La nuit portant conseil, au matin, Laurent
Dubreuil sort de chez lui avec un plan d'action différent de celui
de la veille... Quand son Peugeot Boxer quitte l'allée des Isards,
une Mercedes C 220 argent métallisé le prend en filature. Elle est
conduite par un homme d'une trentaine d'années, à la face
esquimaude et au cou taurin : Matthieu Fourrier.
Laurent s'est dit que foncer à la Cité mondiale
pour extorquer un chèque, comme il l'avait d'abord pensé, n'était
pas forcément la meilleure stratégie, maintes personnes pouvant
s'interposer avant qu'il ne parvienne jusqu'à Moran.
Une fois arrivé sur le chantier, il se met donc au
travail, le cœur léger, en attendant 9 heures pour téléphoner à
Magali Miller.
Et, l'instant venu, il est fier de parader.
- Il disait que je n'avais pas de preuves de ses
magouilles, le beau Jean-Denis!... Prévenez-le que j'en ai!... J'ai
un superbe dossier! Je le tiens à sa disposition. J'exige un
chèque, dans la journée; sinon, ce soir, je le dépose chez
Sud-Ouest.
- Ne quittez pas, Laurent, je lui en parle.
Farid Belkacem, qui peint la fenêtre d'une chambre
à l'étage, porte un regard soucieux sur son ami qui exulte au pied
du saule pleureur dénudé. T'es naïf, mon
frère. C'est un serpent, Moran, tes trop grosses mains pourront
jamais l'attraper.
Magali reprend la ligne.
- Laurent?
- Oui!
- M. Moran vous propose un rendez-vous à 19
heures, il lui est impossible de se libérer plus tôt.
- Mais pourquoi pas tout de suite, puisqu'il est à
côté de vous?
- Vous vous trompez, je l'ai joint sur son
portable; il est à Paris. Il rentre par le TGV qui arrive en fin
d'après-midi.
- Peut-être qu'elle dit
vrai... Bon, d'accord pour 19 heures. Il coupe la
communication, et rit tel un enfant en regagnant le séjour remis à
neuf.
— Je lui fous les jetons, au beau Moran!
À l'étage, Farid dodeline de la tête. T'es trop sûr de toi... Le Dieu, il préfère qu'on lui
demande de l'aide.
Plusieurs fois, durant la nuit, le propos d'Hugo a
tourmenté Valérie : « Rien n'a permis de le mettre directement en
cause... D'autant moins qu'il jouit de hautes protections. »

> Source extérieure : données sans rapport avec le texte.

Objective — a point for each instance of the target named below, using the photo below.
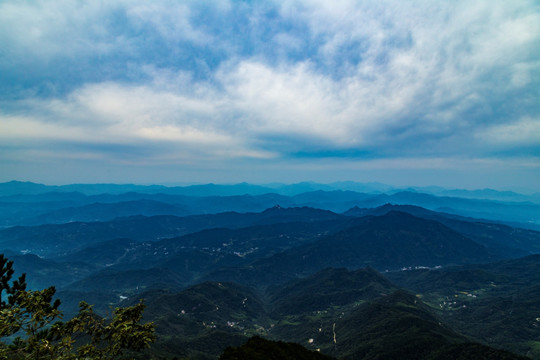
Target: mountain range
(304, 271)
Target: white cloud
(524, 132)
(387, 77)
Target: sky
(401, 92)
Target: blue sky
(400, 92)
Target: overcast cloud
(206, 91)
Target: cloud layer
(183, 83)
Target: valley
(343, 274)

À nouveau, l'idée que le substitut du procureur
ait pu être mêlé aux intérêts du promoteur l'a assaillie.
Si Moran a des amis haut placés, il n'est pas
impossible qu'Internet en garde trace.
Après s'être libérée dans la matinée de ses tâches
programmées et d'un rendez-vous chez un prospect concerné par une
fusion de sociétés, depuis le retour du déjeuner, elle surfe, à la
recherche d'une piste. Hugo est un garçon
intègre, il ne peut pas avoir pactisé avec le diable. Elle
aimerait s'en convaincre... Alors, elle explore, elle fouille, elle
approfondit... Dans l'espoir de ne rien découvrir... Et, moins elle
trouve, plus elle s'apaise.
Mais un peu avant 17 heures, son estomac se
noue...
Un site québécois consacré aux célébrités
girondines lui apprend qu'au début des années 90, Jean-Denis Moran
a été durant cinq ans l'associé du politicien Jacques Collin au
sein de MC Consulting, une société anonyme parisienne réalisant la
transformation de locaux professionnels en logements. Rien d'étonnant à voir Moran et Collin la main dans la
main! Collin a été cité dans de multiples affaires crapuleuses et a
toujours réussi à passer entre les mailles du filet... Il a même eu
la peau de trois ou quatre juges qui ont carrément changé de
job.
Elle est passée sur Google.fr pour y frapper le
nom de l'ex-ministre de l'Intérieur. Nom d'un
chien! 68527 résultats! Ce requin a une notoriété internationale!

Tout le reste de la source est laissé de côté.